The rush to beat rising electricity prices and capitalise on falling rooftop solar costs has pushed Australia’s total installed small-scale renewable energy capacity to the 6GW (6,000 megawatt) mark, more than 5.9GW of which has come from PV panels installed on homes and businesses.
The Clean Energy Regulator, which released the data on Thursday, described it as a “remarkable milestone” that amounts to a collective generation capacity of around 11.2 million MWh of electricity a year. All those megawatt-hours displace fossil fuel capacity.
Led by Queensland, the so-called Sunshine State, Australian homes and businesses have installed almost 2.8 million small solar, wind, solar hot water or other renewable energy systems under the Small-scale Renewable Energy Scheme, the CER said.
The new milestone comes after a bumper July for rooftop solar, when 93MW was installed on Australian homes and businesses across the month, as markets in every state continue to deliver the nation’s best year to date, with a total of 568MW installed for the first half of 2017.
According to The Australia Institute’s latest monthly Electricity Update of the National Energy Emissions Audit for August, rooftop solar accounted for more than 3 per cent of Australia’s electricity consumption in July.
“More than one in five Australian households now have solar panels installed on their roof, and that’s the highest rate per capita in the world,” said CER executive general manager Mark Williamson.
“We’ve also recorded a trend in larger systems being installed over the past few years, with the average capacity of a system increasing by 12 per cent from 2015 to 2016.
“More households, schools, community groups and businesses are looking to install solar panel systems. On top of this, prices are reducing to allow families to afford bigger systems”, Williamson said.
Small-scale systems include capacity of up to 100 kilowatts, or about 20 times the size of the average household system.
The SRES provides incentives to households and businesses by issuing small-scale technology certificates for every megawatt-hour of renewable energy generated or displaced by an accredited solar panel, wind, hydro system, solar water heater or air source heat pump.
On top of this incentive, Australian households and businesses have access to some of the lowest solar system and installation prices around.
It is not all good news, however.
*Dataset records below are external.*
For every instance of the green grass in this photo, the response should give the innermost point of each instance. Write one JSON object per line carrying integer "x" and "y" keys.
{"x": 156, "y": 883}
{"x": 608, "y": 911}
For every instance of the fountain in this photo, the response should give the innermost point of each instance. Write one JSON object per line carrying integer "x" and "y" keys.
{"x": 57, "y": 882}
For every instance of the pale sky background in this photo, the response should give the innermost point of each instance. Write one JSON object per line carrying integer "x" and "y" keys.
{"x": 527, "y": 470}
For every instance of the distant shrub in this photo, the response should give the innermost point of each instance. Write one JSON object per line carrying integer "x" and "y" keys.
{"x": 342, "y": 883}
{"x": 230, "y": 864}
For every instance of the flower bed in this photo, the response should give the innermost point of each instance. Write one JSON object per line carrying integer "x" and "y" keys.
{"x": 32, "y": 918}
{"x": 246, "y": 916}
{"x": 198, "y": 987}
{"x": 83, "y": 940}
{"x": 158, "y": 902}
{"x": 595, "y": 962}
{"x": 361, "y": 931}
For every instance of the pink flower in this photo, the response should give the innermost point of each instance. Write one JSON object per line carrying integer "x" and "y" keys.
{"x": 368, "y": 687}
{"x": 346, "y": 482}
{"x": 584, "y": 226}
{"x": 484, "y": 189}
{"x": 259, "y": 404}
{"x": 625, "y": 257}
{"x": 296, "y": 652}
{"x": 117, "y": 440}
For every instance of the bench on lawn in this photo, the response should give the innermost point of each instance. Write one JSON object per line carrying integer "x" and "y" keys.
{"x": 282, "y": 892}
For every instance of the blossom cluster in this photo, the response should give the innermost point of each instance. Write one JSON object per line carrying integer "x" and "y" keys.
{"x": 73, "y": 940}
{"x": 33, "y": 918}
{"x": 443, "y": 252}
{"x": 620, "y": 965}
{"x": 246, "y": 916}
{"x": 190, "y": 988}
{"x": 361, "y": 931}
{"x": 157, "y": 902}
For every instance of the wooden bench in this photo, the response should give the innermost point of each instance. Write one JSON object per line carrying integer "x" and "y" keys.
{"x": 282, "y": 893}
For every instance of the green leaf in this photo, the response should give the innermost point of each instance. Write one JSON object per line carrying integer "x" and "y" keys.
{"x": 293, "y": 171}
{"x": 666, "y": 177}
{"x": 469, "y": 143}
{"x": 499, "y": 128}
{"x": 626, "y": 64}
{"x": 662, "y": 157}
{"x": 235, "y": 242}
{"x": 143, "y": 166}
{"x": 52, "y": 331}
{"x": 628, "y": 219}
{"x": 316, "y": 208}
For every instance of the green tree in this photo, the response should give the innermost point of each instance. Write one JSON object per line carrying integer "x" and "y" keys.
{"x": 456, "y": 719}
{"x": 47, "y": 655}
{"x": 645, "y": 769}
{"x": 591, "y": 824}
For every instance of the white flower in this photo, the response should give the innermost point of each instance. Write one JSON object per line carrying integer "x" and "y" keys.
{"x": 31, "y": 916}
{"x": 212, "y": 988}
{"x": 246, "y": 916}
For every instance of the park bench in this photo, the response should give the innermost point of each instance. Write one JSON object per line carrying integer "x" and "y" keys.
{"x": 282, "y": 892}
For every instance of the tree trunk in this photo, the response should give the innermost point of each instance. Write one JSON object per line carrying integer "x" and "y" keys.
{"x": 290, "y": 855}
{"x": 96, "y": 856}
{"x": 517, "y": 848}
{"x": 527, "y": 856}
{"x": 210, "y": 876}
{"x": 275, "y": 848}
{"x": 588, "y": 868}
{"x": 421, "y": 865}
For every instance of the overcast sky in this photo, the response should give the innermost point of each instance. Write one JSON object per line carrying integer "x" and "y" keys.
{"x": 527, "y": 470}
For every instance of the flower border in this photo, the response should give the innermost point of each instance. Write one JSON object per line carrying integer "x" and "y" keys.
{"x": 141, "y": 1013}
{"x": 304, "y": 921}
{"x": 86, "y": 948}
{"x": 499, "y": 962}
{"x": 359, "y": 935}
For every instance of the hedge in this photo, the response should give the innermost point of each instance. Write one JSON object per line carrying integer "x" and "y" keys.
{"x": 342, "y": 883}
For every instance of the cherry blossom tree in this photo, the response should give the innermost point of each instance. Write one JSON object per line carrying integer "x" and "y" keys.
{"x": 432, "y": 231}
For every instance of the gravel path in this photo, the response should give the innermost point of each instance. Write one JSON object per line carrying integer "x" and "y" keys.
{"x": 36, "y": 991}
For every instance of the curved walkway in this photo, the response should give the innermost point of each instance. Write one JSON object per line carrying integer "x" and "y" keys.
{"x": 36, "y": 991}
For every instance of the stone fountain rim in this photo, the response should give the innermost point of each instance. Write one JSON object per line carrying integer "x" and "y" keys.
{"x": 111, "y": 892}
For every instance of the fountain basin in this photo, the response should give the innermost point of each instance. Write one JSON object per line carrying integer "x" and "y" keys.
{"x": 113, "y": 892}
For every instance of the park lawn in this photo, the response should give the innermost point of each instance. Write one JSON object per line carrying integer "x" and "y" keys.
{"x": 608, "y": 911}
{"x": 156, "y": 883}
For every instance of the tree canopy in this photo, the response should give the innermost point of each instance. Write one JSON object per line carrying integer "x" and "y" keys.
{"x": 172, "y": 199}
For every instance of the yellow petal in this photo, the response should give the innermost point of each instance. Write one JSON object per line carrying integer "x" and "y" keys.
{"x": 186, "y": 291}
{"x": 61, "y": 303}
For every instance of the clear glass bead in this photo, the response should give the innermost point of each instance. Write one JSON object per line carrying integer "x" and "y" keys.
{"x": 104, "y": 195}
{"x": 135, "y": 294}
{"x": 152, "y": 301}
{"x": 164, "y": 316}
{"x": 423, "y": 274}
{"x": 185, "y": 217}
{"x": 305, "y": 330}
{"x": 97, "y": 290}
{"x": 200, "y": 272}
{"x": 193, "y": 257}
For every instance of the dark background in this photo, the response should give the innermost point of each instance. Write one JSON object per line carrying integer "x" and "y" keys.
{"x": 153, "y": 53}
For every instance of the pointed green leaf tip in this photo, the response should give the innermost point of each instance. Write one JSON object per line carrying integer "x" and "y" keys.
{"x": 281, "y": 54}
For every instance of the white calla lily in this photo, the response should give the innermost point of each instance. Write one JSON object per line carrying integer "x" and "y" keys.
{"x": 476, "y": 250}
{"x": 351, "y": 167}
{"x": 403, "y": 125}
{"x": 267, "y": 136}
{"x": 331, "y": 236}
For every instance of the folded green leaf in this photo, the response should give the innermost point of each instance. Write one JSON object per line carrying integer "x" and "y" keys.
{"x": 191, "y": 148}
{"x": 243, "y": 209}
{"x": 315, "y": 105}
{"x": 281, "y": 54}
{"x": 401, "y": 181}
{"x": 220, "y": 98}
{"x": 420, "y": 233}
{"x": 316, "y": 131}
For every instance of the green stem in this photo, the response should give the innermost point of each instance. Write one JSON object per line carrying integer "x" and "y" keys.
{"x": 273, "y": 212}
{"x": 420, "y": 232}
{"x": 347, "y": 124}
The booming market has led to a sudden drop in small-scale renewable energy certificate (STC) prices – which, as we reported here in July, caught many PV installers off-guard and pushed up the cost of installing solar by around 10 per cent for households and small business.
And while this may not have too much of a dampening effect on installation rates, there is some concern it will increase pressure on solar installers, already feeling the pinch of wafer-thin profit margins ranging from around 17 per cent to 26 per cent.
Further concerns were raised by market analyst IHS last week, when it warned that the unexpected solar boom in China could undermine Australia’s surging solar sector, by causing a bottleneck in module supplies and price rises by the end of the year.